Inmitten der Energiekrise 2022 hatten die Stadtwerke Castrop-Rauxel einen für viele Kundinnen und Kunden überraschenden Schritt unternommen. Angesichts explodierender Beschaffungskosten kündigte der lokale Versorger im November 2022 rund 4.000 Strom- und Gasverträge einseitig zum Jahresende. Diese betroffenen Haushalte rutschten daraufhin automatisch in die Ersatz- und Grundversorgung beim örtlichen Grundversorger E.ON – was zu jener Zeit sogar günstiger war als die Tarife der Stadtwerke. Mit diesem Schritt wollten die Stadtwerke ihre Kundschaft offenbar vor zu hohen Preisen schützen. Zugleich boten sie den Gekündigten jedoch eine Rückkehr-Garantie an: Dem Kündigungsschreiben lag eine vorformulierte Vollmacht bei, mit der die Kunden erlauben konnten, dass die Stadtwerke sie später automatisch wieder als Kunden zurückholen – nämlich dann, wenn das Stadtwerk wieder Preise unterhalb des E.ON-Grundversorgungstarifs anbieten könnte. Dieses außergewöhnliche Vollmachts-Modell sorgte seinerzeit für Aufsehen, bot es den Kundinnen und Kunden doch zunächst finanzielle Entlastung, wirft aber aus juristischer Sicht Fragen auf.

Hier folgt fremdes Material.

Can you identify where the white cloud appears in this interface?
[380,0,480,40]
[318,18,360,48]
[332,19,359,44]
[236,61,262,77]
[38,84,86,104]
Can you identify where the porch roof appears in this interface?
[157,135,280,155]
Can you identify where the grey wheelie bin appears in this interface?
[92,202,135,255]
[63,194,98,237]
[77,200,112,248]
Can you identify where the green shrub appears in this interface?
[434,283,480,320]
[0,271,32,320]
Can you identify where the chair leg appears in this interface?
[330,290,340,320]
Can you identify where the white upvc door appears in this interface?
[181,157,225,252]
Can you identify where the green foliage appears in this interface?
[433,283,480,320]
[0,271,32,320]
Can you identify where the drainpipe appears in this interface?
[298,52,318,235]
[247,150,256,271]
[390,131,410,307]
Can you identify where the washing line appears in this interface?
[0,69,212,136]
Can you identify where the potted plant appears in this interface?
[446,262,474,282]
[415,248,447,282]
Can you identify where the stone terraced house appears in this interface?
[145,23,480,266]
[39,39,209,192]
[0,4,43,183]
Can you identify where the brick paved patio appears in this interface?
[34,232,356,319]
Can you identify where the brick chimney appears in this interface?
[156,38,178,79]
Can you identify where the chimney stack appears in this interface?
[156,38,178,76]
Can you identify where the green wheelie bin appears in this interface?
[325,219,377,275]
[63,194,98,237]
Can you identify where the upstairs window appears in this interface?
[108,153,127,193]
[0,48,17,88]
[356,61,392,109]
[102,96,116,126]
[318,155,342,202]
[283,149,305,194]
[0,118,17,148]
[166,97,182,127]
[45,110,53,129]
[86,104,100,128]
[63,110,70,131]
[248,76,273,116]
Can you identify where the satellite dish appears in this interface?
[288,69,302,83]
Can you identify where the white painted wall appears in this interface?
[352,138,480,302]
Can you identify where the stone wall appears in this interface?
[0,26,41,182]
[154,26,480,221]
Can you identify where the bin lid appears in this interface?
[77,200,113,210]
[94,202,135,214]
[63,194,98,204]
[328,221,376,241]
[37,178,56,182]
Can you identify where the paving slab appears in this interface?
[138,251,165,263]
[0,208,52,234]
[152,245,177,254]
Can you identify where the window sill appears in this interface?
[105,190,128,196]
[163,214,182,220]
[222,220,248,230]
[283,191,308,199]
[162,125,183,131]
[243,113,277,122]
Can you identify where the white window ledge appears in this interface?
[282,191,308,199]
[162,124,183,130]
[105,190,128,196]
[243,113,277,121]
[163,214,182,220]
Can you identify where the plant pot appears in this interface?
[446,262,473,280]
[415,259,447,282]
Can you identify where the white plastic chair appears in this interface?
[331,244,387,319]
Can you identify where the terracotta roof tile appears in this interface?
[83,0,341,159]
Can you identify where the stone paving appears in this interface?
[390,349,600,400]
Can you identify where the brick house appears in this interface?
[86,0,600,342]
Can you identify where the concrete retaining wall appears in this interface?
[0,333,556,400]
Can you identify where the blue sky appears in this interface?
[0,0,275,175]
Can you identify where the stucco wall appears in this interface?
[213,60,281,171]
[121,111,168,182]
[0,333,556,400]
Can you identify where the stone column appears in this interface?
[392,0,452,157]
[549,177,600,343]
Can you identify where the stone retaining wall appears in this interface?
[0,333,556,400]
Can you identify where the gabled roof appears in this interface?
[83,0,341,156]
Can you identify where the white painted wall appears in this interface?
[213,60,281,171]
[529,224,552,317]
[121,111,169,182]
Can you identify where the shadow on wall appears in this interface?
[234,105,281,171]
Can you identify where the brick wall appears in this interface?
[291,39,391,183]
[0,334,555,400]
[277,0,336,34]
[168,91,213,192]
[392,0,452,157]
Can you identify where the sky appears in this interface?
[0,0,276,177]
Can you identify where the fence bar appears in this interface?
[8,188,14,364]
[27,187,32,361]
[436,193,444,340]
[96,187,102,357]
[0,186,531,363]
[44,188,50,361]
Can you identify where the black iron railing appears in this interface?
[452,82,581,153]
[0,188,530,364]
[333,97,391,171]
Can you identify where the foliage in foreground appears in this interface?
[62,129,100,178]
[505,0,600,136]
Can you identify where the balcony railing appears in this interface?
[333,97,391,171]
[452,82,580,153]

In der Praxis bedeutete das Modell: Wer die Vollmacht unterschrieb, überließ den Stadtwerken die Entscheidung, wann ein Rückwechsel zu ihnen erfolgt – faktisch eine Art „Blankoscheck“ für das Unternehmen, die Vertragsbeziehung in der Zukunft eigenmächtig wiederherzustellen. Gut die Hälfte der Betroffenen nutzte dieses Angebot: Über 2.000 Kunden unterschrieben die Vollmacht, während die übrigen sich eigenständig anderweitig orientierten. Als die Großhandelspreise für Energie Monate später wieder sanken, machten die Stadtwerke ernst mit ihrem Versprechen: Seit Anfang 2023 holten sie schrittweise die Kunden mit Vollmacht aus der E.ON-Grundversorgung zurück – sowohl im Strom- als auch im Gasbereich. Viele Castrop-Rauxeler Haushalte profitierten somit zunächst von diesem Vorgehen, indem sie während der Preisspitze vom günstigeren E.ON-Tarif profitierten und später automatisch wieder zu ihren Stadtwerken wechseln konnten, als dort die Preise wieder konkurrenzfähig wurden.


Erste Instanz: Landgericht Bochum sieht kein rechtswidriges Vorgehen

Das ungewöhnliche Vorgehen der Stadtwerke blieb jedoch nicht unwidersprochen. Der Energiekonzern E.ON – als Grundversorger unmittelbar betroffen, weil er plötzlich Tausende Neukunden aufnehmen musste – betrachtete die Aktion als unlauteren Wettbewerb und reichte Klage ein. Im Juni 2023 verhandelte das Landgericht Bochum den Fall und kam zu einem Ergebnis, das die Stadtwerke zunächst aufatmen ließ. Der Vorsitzende Richter machte bereits in der Verhandlung deutlich, dass er in dem Geschäftsgebaren des Stadtwerks keinen grundsätzlich unrechtmäßigen Verstoß erkenne. Insbesondere stehe die Vollmacht an sich nicht „am Pranger“, so das Gericht – allenfalls einzelne Formulierungen im Anschreiben könnten kritisch bewertet werden. Folgerichtig wies das Landgericht die E.ON-Klage schließlich vollständig ab.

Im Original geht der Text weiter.